Is the rise of digital a threat to mortgage brokers?


Despite lenders’ huge investment in technology, non-advised sales’ share of the mortgage market will remain low, experts predict.

Last week, Atom Bank was gran-ted a banking licence to become one of the UK’s few digital-only lenders. The branch-free bank, founded by Metro Bank creator Anthony Thomson and former First Direct chief executive Mark Mullen, has its eye set on the mortgage market.

While it is being tight-lipped on details of any of its propositions, chief operating and innovation officer Edward Twiddy says the bank’s lack of legacy business will allow it to offer better rates and more up-to-date technology than traditional lenders.

At the same time, the FCA is exploring the barriers to digital innovation and investigating why execution-only sales have not taken off.

Digital only

Twiddy says Atom’s digital-only platform and freedom from out-of-date business models will enable it to challenge more established players.

He says the banking market is “eating itself alive” and putting “very
restrictive offers out” to customers.

“The mortgage industry is going through massive convulsion at the moment as it tries to work out how to price mortgages.”

Twiddy says the bank is free to choose its fixed costs because it is not tied down by legacy real estate, complicated corporate structures created out of years of mergers and acquisitions as well as old revenue models.

He says: “For customers we can design products and propositions which are priced differently and competitively. We can also design an app and an experience which none of the others can because their core banking systems are taped together over the years.

“The absence of all of that for us means we can put technology
onto our systems that they can’t deal with.”


Since the rollout of the Mortgage Market Review, brokers’ share of the market has grown as lenders failed to keep up with the changes and offer cost-effective advice in branch.

Commentators say lenders are working on improving online execution-only channels in a bid to boost sales but will struggle to complete deals without straying into advice.

Iress principal mortgage consultant Henry Woodcock says: “The FCA is starting to see there’s a belief that regulation is holding back innovation, particularly digitally.
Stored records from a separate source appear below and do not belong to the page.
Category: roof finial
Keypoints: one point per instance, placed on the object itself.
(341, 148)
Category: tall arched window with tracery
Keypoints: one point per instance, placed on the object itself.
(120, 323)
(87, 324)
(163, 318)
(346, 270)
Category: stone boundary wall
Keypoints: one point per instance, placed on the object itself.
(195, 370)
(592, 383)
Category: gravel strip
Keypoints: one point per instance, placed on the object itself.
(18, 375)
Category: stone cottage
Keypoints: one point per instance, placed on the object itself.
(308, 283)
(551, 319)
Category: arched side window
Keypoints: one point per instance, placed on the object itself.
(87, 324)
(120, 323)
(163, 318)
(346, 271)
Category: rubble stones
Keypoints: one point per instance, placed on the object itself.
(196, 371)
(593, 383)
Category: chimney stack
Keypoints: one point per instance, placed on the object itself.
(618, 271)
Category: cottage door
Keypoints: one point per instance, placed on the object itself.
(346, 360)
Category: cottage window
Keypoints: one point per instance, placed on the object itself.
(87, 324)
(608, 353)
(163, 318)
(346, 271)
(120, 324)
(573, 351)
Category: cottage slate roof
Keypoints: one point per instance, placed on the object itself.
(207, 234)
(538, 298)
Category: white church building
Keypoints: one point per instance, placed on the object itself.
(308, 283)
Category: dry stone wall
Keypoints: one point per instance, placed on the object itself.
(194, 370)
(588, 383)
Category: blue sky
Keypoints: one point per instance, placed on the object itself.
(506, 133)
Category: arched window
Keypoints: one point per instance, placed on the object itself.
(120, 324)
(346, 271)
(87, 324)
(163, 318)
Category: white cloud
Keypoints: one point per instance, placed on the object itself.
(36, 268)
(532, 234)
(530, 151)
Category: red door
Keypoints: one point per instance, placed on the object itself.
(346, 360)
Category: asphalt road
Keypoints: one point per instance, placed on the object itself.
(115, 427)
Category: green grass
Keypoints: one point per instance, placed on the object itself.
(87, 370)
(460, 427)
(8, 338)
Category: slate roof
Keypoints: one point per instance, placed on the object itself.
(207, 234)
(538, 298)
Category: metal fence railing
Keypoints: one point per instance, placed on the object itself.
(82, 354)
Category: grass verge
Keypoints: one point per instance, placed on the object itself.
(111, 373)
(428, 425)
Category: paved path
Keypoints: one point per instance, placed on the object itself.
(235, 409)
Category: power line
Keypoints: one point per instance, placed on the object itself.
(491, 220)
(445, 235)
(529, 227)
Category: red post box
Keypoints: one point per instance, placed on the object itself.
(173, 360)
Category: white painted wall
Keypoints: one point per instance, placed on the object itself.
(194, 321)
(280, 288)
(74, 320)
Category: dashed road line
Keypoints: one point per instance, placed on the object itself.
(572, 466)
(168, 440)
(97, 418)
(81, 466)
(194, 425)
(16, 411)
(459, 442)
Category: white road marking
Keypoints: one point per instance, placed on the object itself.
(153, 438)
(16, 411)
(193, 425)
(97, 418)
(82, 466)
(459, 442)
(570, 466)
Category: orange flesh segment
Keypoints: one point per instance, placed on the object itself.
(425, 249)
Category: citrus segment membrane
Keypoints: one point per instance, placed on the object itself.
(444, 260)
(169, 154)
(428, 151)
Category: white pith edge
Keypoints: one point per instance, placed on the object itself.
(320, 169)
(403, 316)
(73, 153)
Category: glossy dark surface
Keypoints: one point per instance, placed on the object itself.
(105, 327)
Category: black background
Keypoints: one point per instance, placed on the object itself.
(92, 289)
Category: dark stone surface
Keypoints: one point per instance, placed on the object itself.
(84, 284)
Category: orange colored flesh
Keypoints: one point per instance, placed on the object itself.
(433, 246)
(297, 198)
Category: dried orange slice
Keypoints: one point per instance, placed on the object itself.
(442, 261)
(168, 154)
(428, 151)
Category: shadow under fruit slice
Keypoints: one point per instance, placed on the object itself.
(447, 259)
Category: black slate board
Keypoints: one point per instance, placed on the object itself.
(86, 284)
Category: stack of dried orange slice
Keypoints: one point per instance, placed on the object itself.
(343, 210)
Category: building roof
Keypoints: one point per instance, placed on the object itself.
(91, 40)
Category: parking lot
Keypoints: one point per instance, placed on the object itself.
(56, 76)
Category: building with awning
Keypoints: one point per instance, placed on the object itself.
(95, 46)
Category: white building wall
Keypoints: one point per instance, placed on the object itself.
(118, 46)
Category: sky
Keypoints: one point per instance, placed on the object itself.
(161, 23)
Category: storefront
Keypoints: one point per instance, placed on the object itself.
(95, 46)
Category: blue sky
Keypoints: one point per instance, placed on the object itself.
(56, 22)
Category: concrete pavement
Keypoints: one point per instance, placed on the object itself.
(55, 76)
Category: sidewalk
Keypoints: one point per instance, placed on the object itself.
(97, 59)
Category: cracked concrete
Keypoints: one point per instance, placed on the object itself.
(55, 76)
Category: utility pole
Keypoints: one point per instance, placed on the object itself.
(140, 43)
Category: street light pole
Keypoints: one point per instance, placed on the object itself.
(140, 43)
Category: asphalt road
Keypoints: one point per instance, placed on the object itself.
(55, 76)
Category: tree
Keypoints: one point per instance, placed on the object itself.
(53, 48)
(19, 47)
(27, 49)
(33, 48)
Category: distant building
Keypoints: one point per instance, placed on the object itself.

The thing that holds that back the most is restricted access to execution-only because the regulator has directed they want most people to take advice.”

Earlier this month the FCA published a call for input on the regulatory barriers to innovation in digital and mobile solutions.

Woodcock says lack of investment and fears of regulatory backlash if customers are found to have been guided towards a product has held lenders back. He says: “A lot of lenders outside the 10 largest didn’t invest in that technology, they were too busy getting their houses in
order, now they will be thinking about playing catch-up.

“There’s a worry if they don’t get the system right and it leads the person to choosing a mortgage which is not correct for them, they will have an issue with the regulator.”

While Woodcock thinks intermediaries’ market share will not drop below 50 per cent, he believes developments such as “assisted digital sales” could tip the balance back toward direct.

Council of Mortgage Lenders figures for the first quarter of 2015 put intermediaries’ share at 65.3 per cent, but industry estimates suggest it is around the 70 per cent mark.

Woodcock says: “One of the changes we’re seeing is ‘assisted digital’, where someone calls into a branch or phones and they are given a link to a webpage where they answer some questions ahead of an appointment.

“It’s starting some of the journey remotely so the questions of a fact find are done – so half an hour of the interview can be removed because the applicant has done the work themselves. That can help reduce the two to three hour conversations, and I can see that growing.

“There’ll be a tussle as lenders tempt people to come to them directly, either through execution-only or a simplified sales process that gives them advice but reduces the length of meetings.”

London & Country associate dir-ector of communications David Hollingworth says despite lenders’ efforts, appetite for online sales “has not gathered the momentum it has in other areas of financial services”.

The broker previously offered customers the ability to transact online, producing key facts illustrations and applications, but decided it was not worth maintaining the systems because so many customers wanted to ring in and talk to an adviser anyway. He says: “I don’t think anyone will abandon potential for direct online transactions and in theory customers will become more savvy with that. You could argue someone who’s remortgaged a few times might be quite willing to pull the trigger online.

“However, the other change brought in by the MMR is that criteria is a far bigger factor in lender choice than it was before.

“Now if you don’t tick all the boxes you’ve got to travel through a maze and that’s why intermediary business is resurgent. It’s not ‘can I get the best rate?’, more ‘can I get this mortgage?’”

Technology firm Mortgage Brain chief executive Mark Lofthouse agrees.

He says: “The best solution for the vast majority of people is brokers plus technology. Going technology-only with the biggest investment a customer’s probably going to make in their life seems like a brave route, and only someone with sufficient knowledge is likely to be prepared
to take it.”

Association of Mortgage Intermediaries chief executive Robert Sinclair says: “You can do non-advised for a remortgage with the same lender, but anywhere you move the customer across or move house, it’s very hard to do that with technology. It’s the same in the investment world, it’s very hard to do an execution-only transaction. People will build online solutions but it will be advised, not non-advised.”